Bahkan sebaliknya, kita melihat bahwa ajaran Sufi ini diambil dan
diwarisi dari kerahiban Nashrani, Brahma Hindu, ibadah Yahudi dan zuhud
Buddha. (At Tashawwuf Al Mansya’ Wal Mashadir, hal. 28).
Asy
Syaikh Abdurrahman Al Wakil rahimahullah berkata: “Sesungguhnya Tasawuf
merupakan tipu daya syaithan yang paling tercela lagi hina, untuk
menggiring hamba-hamba Allah di dalam memerangi Allah dan Rasul-Nya .
Sesungguhnya ia (Tasawuf) merupakan topeng bagi Majusi agar tampak
sebagai seorang Rabbani, bahkan ia sebagai topeng bagi setiap musuh
(Sufi) di dalam memerangi agama yang benar ini. Periksalah ajarannya !

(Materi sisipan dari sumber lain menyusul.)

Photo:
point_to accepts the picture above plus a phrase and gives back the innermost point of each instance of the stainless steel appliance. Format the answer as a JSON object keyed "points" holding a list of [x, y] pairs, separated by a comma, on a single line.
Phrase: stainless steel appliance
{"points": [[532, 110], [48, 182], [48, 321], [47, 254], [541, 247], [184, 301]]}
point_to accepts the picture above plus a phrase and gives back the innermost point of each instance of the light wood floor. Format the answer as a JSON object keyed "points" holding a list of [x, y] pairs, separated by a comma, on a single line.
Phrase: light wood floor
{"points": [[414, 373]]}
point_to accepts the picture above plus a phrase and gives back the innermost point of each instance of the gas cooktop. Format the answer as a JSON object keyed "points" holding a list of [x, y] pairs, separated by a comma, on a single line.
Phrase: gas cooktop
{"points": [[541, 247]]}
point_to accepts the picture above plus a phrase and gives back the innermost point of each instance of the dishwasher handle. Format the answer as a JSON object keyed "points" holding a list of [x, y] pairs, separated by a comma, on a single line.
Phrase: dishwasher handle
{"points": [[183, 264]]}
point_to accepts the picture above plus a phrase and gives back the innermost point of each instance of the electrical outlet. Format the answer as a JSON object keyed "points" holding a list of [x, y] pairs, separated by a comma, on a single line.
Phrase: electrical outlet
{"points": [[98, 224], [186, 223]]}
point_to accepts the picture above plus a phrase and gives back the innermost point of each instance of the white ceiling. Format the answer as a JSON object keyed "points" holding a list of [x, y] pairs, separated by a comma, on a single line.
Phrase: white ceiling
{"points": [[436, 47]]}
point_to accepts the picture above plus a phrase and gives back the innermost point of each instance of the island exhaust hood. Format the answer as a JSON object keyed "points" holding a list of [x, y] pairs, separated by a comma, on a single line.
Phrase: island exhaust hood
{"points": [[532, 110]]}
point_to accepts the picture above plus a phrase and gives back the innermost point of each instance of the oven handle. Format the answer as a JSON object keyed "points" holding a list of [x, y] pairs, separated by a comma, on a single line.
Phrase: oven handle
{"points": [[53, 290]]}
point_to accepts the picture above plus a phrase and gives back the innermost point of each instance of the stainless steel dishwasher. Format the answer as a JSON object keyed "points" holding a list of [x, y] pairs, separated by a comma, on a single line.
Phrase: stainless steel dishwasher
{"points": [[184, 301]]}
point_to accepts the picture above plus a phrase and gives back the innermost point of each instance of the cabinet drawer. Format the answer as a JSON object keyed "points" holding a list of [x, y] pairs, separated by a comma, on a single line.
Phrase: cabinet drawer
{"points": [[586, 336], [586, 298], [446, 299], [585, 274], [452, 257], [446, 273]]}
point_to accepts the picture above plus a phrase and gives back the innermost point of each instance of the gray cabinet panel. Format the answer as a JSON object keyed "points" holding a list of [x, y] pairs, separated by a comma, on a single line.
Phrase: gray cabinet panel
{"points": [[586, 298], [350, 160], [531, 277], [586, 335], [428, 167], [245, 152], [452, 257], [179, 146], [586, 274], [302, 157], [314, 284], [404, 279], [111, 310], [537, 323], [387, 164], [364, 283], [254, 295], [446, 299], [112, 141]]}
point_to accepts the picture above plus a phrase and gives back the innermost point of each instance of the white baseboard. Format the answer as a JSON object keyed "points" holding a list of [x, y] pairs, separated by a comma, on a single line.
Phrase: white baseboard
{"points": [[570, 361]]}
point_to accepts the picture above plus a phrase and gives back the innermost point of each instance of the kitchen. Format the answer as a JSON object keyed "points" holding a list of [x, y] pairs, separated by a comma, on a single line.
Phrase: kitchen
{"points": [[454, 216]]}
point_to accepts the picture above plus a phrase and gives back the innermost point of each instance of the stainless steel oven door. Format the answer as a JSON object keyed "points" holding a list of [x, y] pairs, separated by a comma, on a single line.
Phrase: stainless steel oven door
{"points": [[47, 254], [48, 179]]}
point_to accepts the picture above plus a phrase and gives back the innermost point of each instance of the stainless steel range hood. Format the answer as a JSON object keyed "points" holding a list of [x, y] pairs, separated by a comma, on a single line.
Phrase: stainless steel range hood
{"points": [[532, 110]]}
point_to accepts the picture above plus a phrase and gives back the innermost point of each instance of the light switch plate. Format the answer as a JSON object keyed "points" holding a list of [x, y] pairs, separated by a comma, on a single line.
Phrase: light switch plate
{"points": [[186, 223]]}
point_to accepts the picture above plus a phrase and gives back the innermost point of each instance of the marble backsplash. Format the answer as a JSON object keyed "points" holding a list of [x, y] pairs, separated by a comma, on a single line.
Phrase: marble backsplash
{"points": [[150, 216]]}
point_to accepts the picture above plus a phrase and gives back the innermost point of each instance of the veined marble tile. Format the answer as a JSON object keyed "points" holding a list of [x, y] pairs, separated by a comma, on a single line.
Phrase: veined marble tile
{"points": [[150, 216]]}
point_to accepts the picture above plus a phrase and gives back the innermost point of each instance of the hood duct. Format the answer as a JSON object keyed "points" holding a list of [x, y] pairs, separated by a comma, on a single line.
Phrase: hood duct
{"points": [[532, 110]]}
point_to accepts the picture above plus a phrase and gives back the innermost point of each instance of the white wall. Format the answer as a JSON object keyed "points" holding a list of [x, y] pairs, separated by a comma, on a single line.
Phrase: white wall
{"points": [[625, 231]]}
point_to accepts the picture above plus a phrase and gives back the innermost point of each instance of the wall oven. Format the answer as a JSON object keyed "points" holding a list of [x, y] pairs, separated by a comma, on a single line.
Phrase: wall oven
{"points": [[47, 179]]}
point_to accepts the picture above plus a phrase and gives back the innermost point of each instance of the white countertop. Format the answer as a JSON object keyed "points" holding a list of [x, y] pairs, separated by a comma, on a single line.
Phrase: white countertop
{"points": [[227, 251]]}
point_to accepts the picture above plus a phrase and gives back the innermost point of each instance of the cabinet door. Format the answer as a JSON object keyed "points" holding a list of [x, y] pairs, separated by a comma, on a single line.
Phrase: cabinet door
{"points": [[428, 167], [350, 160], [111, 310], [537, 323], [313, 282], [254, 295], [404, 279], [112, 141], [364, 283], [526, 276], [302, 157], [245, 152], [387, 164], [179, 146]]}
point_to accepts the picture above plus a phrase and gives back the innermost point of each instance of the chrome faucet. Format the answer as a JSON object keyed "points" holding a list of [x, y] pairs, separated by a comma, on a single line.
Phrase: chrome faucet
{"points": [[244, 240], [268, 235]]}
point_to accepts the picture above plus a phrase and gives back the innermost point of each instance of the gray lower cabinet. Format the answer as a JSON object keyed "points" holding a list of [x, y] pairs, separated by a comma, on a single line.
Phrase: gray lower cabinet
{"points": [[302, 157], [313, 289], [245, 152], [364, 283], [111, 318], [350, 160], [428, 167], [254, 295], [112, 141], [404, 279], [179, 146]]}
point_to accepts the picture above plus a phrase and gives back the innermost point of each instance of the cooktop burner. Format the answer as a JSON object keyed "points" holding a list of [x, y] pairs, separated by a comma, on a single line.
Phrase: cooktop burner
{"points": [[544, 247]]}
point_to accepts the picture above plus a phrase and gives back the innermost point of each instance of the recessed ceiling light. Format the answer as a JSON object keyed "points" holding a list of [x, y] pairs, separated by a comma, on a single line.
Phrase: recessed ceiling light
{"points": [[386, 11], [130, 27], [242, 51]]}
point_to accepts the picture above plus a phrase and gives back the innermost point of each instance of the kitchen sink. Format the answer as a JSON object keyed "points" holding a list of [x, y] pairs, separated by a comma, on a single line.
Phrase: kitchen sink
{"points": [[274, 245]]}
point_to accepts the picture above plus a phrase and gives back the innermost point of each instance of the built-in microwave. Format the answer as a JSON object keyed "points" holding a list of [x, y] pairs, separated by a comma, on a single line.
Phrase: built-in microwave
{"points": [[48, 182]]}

niscaya engkau akan mendapati padanya ajaran Brahma (Hindu), Buddha,
Zaradisytiyyah, Manawiyyah, Dishaniyyah, Aplatoniyyah, Ghanushiyyah,
Yahudi, Nashrani, dan Berhalaisme Jahiliyyah.” (Muqaddimah kitab
Mashra’ut Tashawwuf, hal. 19).2
Beberapa Bukti Kesesatan Ajaran Tasawuf
1.
Al Hallaj seorang dedengkot sufi, berkata : “Kemudian Dia (Allah)
menampakkan diri kepada makhluk-Nya dalam bentuk orang makan dan minum.”
(Dinukil dari Firaq Mua’shirah, karya Dr. Ghalib bin Ali Iwaji, juz 2
hal.600).
Padahal Allah telah berfirman :
“Tidak ada sesuatu pun yang serupa dengan Allah, dan Dia Maha Mendengar lagi Maha Melihat.” (Asy Syuura : 11)
“Berkatalah
Musa : “Wahai Rabbku nampakkanlah (diri Engkau) kepadaku agar aku dapat
melihat-Mu.” Allah berfirman : “Kamu sekali-kali tidak akan sanggup
melihat-Ku (yakni di dunia-pen)………” (Al A’raaf : 143).
2. Ibnu
‘Arabi, tokoh sufi lainnya, berkata : “Sesungguhnya seseorang ketika
menyetubuhi istrinya tidak lain (ketika itu) ia menyetubuhi Allah !”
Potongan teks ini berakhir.